I was wondering if in the first three gospels there is anything that stands out as being clear teaching for the doctrines of Grace (any of the five points) or is it mainly just in the Gospel of John?

Do not get me wrong, I think Jesus is very clear about Total Depravity, Election, Limited Atonement, Effectual Grace, and Persevearence of the saints, within the Gospel of John (8:34, 6:65, 10:15, 6:37, 10:27) , and that alone is more than enough for me to stand on (especially since we also have Romans and Ephesians, and just about everywhere else in the Bible), but if you guys could show me some verses fromt the other Gospels I would much appreciate it.


----------



## fredtgreco (Nov 10, 2004)

The parable are excellent examples, as they are designed to hide the message from some and reveal it to others. (see esp. Matthew 13)

You can also see it in the narratives themselves. Why does Jesus stop to talk to, of all people, the woman at the well? Why does he heal one and not another?

Of course there are many other specific passages, but I am pressed for time now. Others will pick up on it I am sure.


----------



## Abd_Yesua_alMasih (Nov 10, 2004)

I have been looking for the verse for a long time from Matthew which talks about only those God chooses or something along those lines will come to Christ. It is so long ago I read it and it was one of those times you shut the Bible after reading and forget where you found it  I will keep looking.


----------



## Reformed1 (Nov 10, 2004)

> _Originally posted by Abd_Yesua_alMasih_
> I have been looking for the verse for a long time from Matthew which talks about only those God chooses or something along those lines will come to Christ. It is so long ago I read it and it was one of those times you shut the Bible after reading and forget where you found it  I will keep looking.

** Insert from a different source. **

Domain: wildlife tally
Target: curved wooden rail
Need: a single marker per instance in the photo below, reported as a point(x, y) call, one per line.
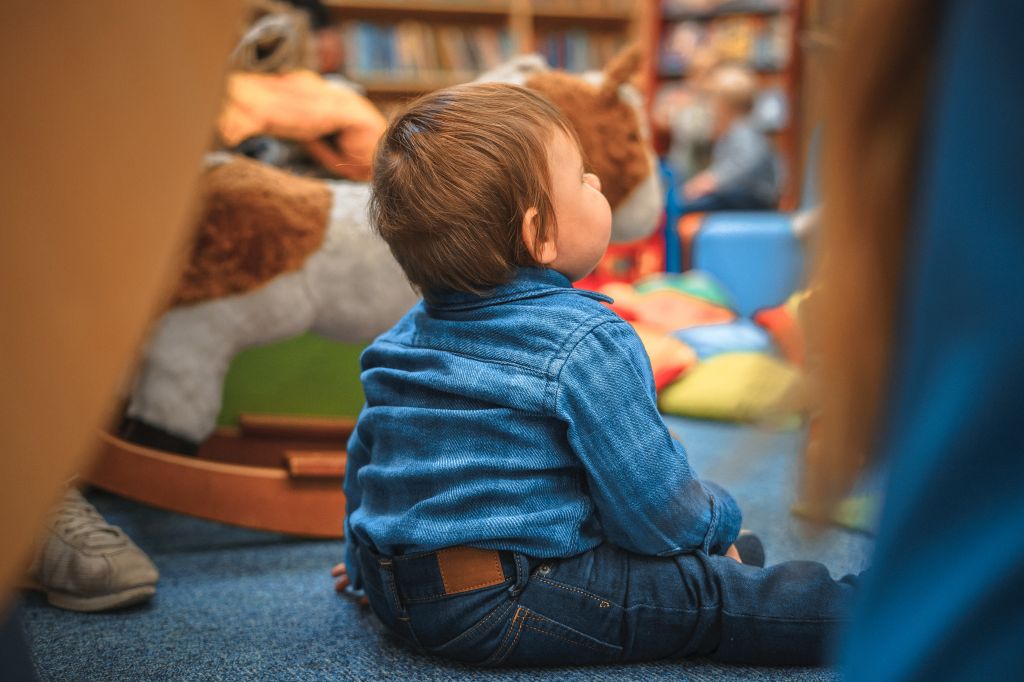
point(302, 497)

You may be thinking of John 6. But, then again, that is still in John.


----------



## Abd_Yesua_alMasih (Nov 10, 2004)

> _Originally posted by Reformed1_
> You may be thinking of John 6. But, then again, that is still in John.


I am certain that is not it. I just read it and I do not believe it to be what I am looking for. I dont think I was that far into the New Testament and am sure I found it in Matthew. Maybe I will have to read the whole book before I find it... there is a slight possibility of it being in Mark or Luke but I doubt it.


----------



## Scot (Nov 10, 2004)

Here's a few more that teach election, limited atonement and total depravity.

Matthew 15:13 "But he answered and said, Every plant, which my heavenly Father hath not planted, shall be rooted up." 

Matthew 20:28 "Even as the Son of man came not to be ministered unto, but to minister, and to give his life a ransom for many." 

Mark 7:21-23 "For from within, out of the heart of men, proceed evil thoughts, adulteries, fornications, murders, Thefts, covetousness, deciet, lasciviousness, an evil eye, blasphemy, pride, foolishness: All these things come from within, and defile the man." 

Luke 4:25-27 "But I tell you of a truth, many widows were in Israel in the days of Elias, when the heaven was shut up three years and six months, when great famine was throughout all the land; But unto none of them was Elias sent, save unto Sarepta, a city of Sidon, unto a women that was a widow. And many lepers were in Israel in the time of Eliseus the prophet; and none of them was cleansed, saving Naaman the Syrian."

[Edited on 11-11-2004 by Scot]


----------